Sobes’ research covers a broad spectrum of reactor physics. Research interests currently span four major areas from nuclear physics to reactor design. With a background in nuclear data, he continues to work on problems in the nuclear data pipeline with a particular interest in the application of Artificial Intelligence (AI)/ Machine Learning (ML) algorithms.Further research projects look at improving radiation transport calculations and how to accelerate simulations of nuclear systems on modern heterogeneous computing architectures (HPC). Research in advanced and traditional nuclear reactor analysis, including Sensitivity/Uncertainty (S/U) analysis methods, continues to be of interest. Developing algorithms for autonomous design of nuclear systems is a new research area. Last but not least, the entire research portfolio is applied to the design and future operation of the Fast Neutron Source experimental facility proposed to be built on the UT campus.

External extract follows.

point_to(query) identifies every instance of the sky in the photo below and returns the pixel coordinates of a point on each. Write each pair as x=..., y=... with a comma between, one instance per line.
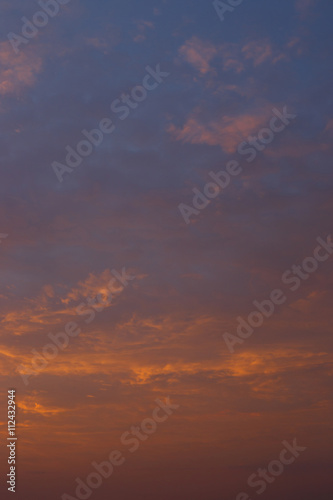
x=122, y=250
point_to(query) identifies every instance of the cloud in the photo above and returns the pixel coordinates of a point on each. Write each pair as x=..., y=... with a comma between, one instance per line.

For an up-to-date list of publications and professional activities please see Sobes' CV here.
Massachusetts Institute of Technology, PhD Nuclear Science and Engineering, Feb. 2011–Sept. 2013
Thesis: Coupled Differential and Integral Data Analysis for Improved Uncertainty Quantification of the Cu-63,65 Cross Section Evaluations.
Massachusetts Institute of Technology, BS Nuclear Science and Engineering, Sept. 2007–Feb. 2011
Thesis: Individual Pebble Temperature Peaking Factor due to Local Pebble Arrangement in a Pebble Bed Reactor Core.